Правда, много лет спустя, когда я жила и работала в больнице Усоль-Лага, мы с моей дорогой подругой Катей Оболенской устроили себе кабинку на чердаке терапевтического корпуса, но нас очень скоро оттуда «вытурили», не дав насладиться и отдохнуть от общего барака…
…Иногда на верфи бывали настоящие праздники, которые и мы искренне воспринимали как «праздник». Это было, когда спускали на воду лихтера или другие суда, построенные на верфи. Правда, мы не разбивали бутылки шампанского вслед соскальзывающему в воду судну, но всё равно, всё происходило очень торжественно.
Всё население лагеря высыпало на берег, приезжало обычно из Медвежки какое-нибудь начальство, и бывала даже музыка — самодеятельный оркестр из нескольких музыкантов.
Распорядитель спуска отдавал команду: — Руби ряжи!
И жёлтая, сверкающая новизной и солнечным блеском, огромная деревянная посудина начинала боком тихонько скользить со стапелей. Потом скорей, скорей по смазанным жиром слегам, и вот лихтер ухает в воду, подняв крыло искрящихся брызг.

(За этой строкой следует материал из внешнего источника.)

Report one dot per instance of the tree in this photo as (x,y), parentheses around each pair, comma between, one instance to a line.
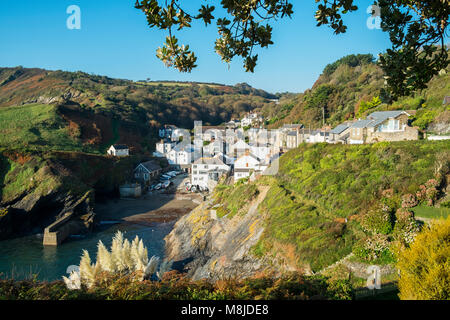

— Урра! — гремит на берегу — все радостно взволнованы, все горды — ведь это наше судно! Наше! (…Я вычерчивала его шпангоуты!.. А я рассчитывал его осадку!.. А я строгал килевую балку!..)
Как будто мы не были кучкой несчастных людей, незнамо — неведомо почему, по каким законам, оторванных от своих близких, от своих других дел, которые мы и знали, и умели, и любили, и делали «там», на воле?!
Нет, об этом не думалось в ту минуту, когда красавец-лихтер — плод нашего «здешнего» труда — плавно покачивался в поднятой им же самим волне…
Но однажды судьба решила напомнить нам, кто мы такие со своей «производственной» гордостью.
Был вот такой торжественный спуск лихтера. Было синее небо и солнце. Было начальство и музыка, и оркестр заиграл туш, когда лихтер, плавно скользящий по косым слегам, — вдруг — стал на полдороге. Стал — и всё тут!
Может быть, смазочное масло оказалось плохим; может быть, что-нибудь недорассчитали. Одним словом, лихтер стал и не двигался.
Нестройно, не в лад замолк смущённый оркестр. Забегало наше лагерное начальство, забегали инженеры КБ.
На главного инженера (судостроителя с «именем») жалко было смотреть. Он краснел и бледнел, руки у него тряслись, как вероятно, тряслись бы на допросе.
Ведь тут были «сами» из Медвежки, из Управления!
…Пронеси, господи, что-то будет?!.
Господь не пронёс. Пробовали двинуть лихтер «плечом», но посудина сидела прочно и не двигалась.
Заново смазали слеги — никакого эффекта. Тогда подвезли толстенные тросы, закрепили начали тянуть — ничего.
Высокое начальство, недовольно пожевав губами, уселось в машины и уехало в Медвежку. Наше начальство почувствовало себя вольготней, и яростно оскорбляя наших родительниц, понукало нас к действию.
Тросы перекинули на островок (лихтер спускали в протоку между берегом и островком), завели за сосну и стали тянуть. Сосна жалобно крякнула и нехотя стала выворачиваться из земли…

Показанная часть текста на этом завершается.